Second, "if He chooses to give." Jesus Christ is the ultimate love that God has given to us. He has given Himself. "Love" is not something we are given apart from Jesus Christ. Neither is it something we can give apart from Christ. Love in us is our emulation of God's love in Christ. It is our dying to self that emulates Christ's dying. Love then is modeled not given. Our love is our poor modeling of Jesus Christ. This frees us from minimalist definitions of love that are driving toward emotional-psychological intimacy or sexual relationships. It lets us see biblical love and then apply it to the sacred and specialized love of marriage (Eph 5:25-29).

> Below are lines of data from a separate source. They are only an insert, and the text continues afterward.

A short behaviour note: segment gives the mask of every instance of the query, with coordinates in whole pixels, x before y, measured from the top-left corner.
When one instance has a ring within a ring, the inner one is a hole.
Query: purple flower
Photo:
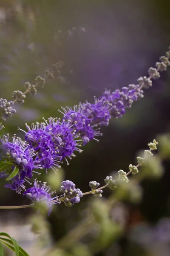
[[[2,123],[0,122],[0,131],[4,128],[4,125],[2,125]]]
[[[40,161],[42,168],[52,168],[54,171],[56,167],[60,168],[60,157],[57,156],[55,146],[52,141],[51,134],[45,131],[46,124],[38,122],[30,127],[26,124],[28,132],[26,133],[25,140],[30,148],[33,149],[37,154],[37,160]]]
[[[98,140],[94,138],[95,136],[102,136],[99,131],[100,128],[96,128],[96,124],[93,123],[91,110],[80,103],[78,106],[74,106],[73,109],[69,107],[62,108],[64,113],[59,111],[64,115],[62,121],[66,120],[70,122],[74,132],[79,134],[83,140],[84,145],[93,139]],[[93,129],[94,127],[95,130]]]
[[[42,183],[40,182],[38,183],[38,181],[35,180],[33,187],[27,189],[23,195],[26,195],[34,203],[44,203],[48,209],[49,216],[52,210],[52,205],[60,203],[56,196],[51,197],[51,195],[53,192],[49,193],[50,189],[51,188],[47,186],[45,182]]]
[[[45,121],[46,124],[45,131],[51,136],[55,155],[61,160],[65,159],[69,164],[67,157],[71,159],[72,156],[76,156],[74,151],[82,152],[82,150],[77,147],[82,146],[82,140],[79,139],[79,134],[76,134],[69,121],[61,122],[60,119],[52,117]]]
[[[125,109],[131,108],[133,101],[143,97],[143,91],[139,84],[129,84],[123,87],[121,90],[117,89],[112,93],[106,90],[99,100],[109,102],[112,105],[110,113],[113,117],[121,117],[125,113]]]
[[[17,168],[18,172],[9,179],[10,183],[6,184],[5,186],[20,193],[25,189],[25,181],[29,183],[28,179],[32,177],[34,172],[33,170],[40,168],[39,161],[33,160],[35,153],[29,149],[28,145],[20,138],[16,138],[14,135],[12,143],[9,142],[8,139],[8,134],[0,138],[1,156],[4,164],[4,170],[0,177],[8,178]]]
[[[79,189],[76,189],[76,185],[72,181],[65,180],[62,183],[60,191],[63,193],[61,196],[60,201],[65,205],[71,207],[74,204],[79,203],[82,193]]]

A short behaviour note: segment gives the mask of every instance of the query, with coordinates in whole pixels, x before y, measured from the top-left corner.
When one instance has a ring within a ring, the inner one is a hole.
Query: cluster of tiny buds
[[[143,158],[140,157],[137,157],[138,164],[136,166],[133,165],[132,164],[129,165],[129,171],[128,172],[126,173],[123,170],[119,170],[118,172],[119,177],[116,180],[114,180],[111,176],[107,176],[105,179],[105,181],[106,185],[102,187],[99,188],[98,189],[97,189],[99,186],[99,183],[96,181],[91,181],[89,183],[89,186],[91,189],[91,191],[84,193],[83,194],[83,195],[92,194],[95,196],[101,197],[102,193],[103,192],[102,189],[108,187],[110,189],[114,190],[117,188],[117,183],[118,182],[123,182],[125,183],[128,182],[129,180],[127,176],[130,173],[134,175],[139,173],[138,167],[140,166],[144,165],[145,163],[146,159],[149,157],[150,157],[153,155],[153,154],[151,151],[152,150],[156,150],[157,149],[156,145],[158,145],[158,143],[155,140],[153,140],[153,142],[150,142],[148,143],[148,145],[150,148],[150,150],[144,150]]]
[[[110,189],[114,190],[117,188],[117,184],[115,180],[113,180],[112,176],[107,176],[105,179],[106,185]]]
[[[169,51],[166,52],[166,56],[162,56],[159,59],[160,62],[156,62],[156,68],[150,67],[148,70],[148,73],[150,76],[147,78],[146,76],[140,77],[138,79],[138,82],[140,87],[148,89],[152,86],[152,81],[151,79],[158,79],[160,77],[159,71],[164,71],[167,70],[167,67],[170,65],[169,59],[170,58],[170,47],[169,47]]]
[[[99,186],[100,183],[95,180],[89,182],[89,186],[91,188],[92,190],[91,193],[94,196],[99,197],[102,197],[102,194],[103,192],[103,191],[102,189],[98,190],[96,189]]]
[[[146,164],[146,160],[153,156],[153,154],[151,152],[151,151],[152,150],[156,150],[157,149],[156,145],[158,144],[158,143],[156,140],[153,140],[153,142],[150,142],[147,144],[150,150],[145,150],[144,151],[144,155],[143,157],[137,157],[139,166],[144,166]]]
[[[126,176],[127,173],[123,171],[123,170],[119,170],[117,172],[119,174],[119,180],[121,181],[124,181],[126,183],[128,183],[129,181],[129,180],[128,177]]]
[[[59,63],[56,63],[54,65],[53,67],[55,68],[55,70],[58,70],[58,73],[60,73],[59,70],[63,66],[63,62],[60,61]],[[24,99],[26,97],[26,94],[29,93],[32,96],[35,95],[37,92],[36,87],[39,86],[41,88],[43,88],[45,83],[45,79],[46,78],[49,79],[54,79],[54,76],[53,74],[48,70],[45,70],[45,76],[44,78],[41,77],[40,76],[37,76],[35,79],[36,84],[35,85],[31,85],[28,82],[25,83],[25,87],[26,90],[24,92],[20,90],[14,90],[12,96],[14,101],[8,102],[6,99],[0,99],[0,119],[3,121],[6,121],[8,117],[11,116],[12,114],[16,113],[16,111],[14,109],[12,106],[14,104],[17,102],[19,105],[20,105],[24,103]]]
[[[0,119],[6,121],[8,117],[16,113],[16,111],[12,107],[13,105],[12,101],[8,102],[6,99],[0,99]]]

This type of love (modeled in Jesus Christ) can be reflected by one heterosexual male to another heterosexual male. It must if I take seriously Christ's love for me on the cross. It should be clear that the original question reads a specific and distinct definition of love (specialized intimacy unparalleled between two people). Christ's example transcends this and teaches every Christian to "love one another." A cross-section definition of love for argument purposes is woefully simplistic and unstable. Then it is being read back into the Triune God. "True, genuine, intimate love" means nothing if it does not exclusively mean a love which models the Trinity and God's eternal being.

 

We need to stop and process what kind of hermeneutic this is. This experience of creation being read back onto the Creator God under the excuse of "He gave it to us" (nevermind that this sounds an awful lot like Adam in the garden). Can we read emotional intimacy between any two people back into God's being? Could we do the same about anger between any two people? The danger of this ground up epistemology should be obvious. It innately belongs to self-justification. Even if something is true it cannot use this form of argument. The same is true for homosexuality.

Any argument for homosexuality needs to come from God to us. To prove this point, the original question attempted to demonstrate this very type of argument. Unfortunately, my brother's true base defined love first and only then work up to God. We cannot read up to God apart from Jesus Christ who is God revealed. If we wish to discuss this issue we must read through the hermeneutic of Christ. More specifically, we must evaluate all love by the cross which is redemptive in nature for the fallenness of creation.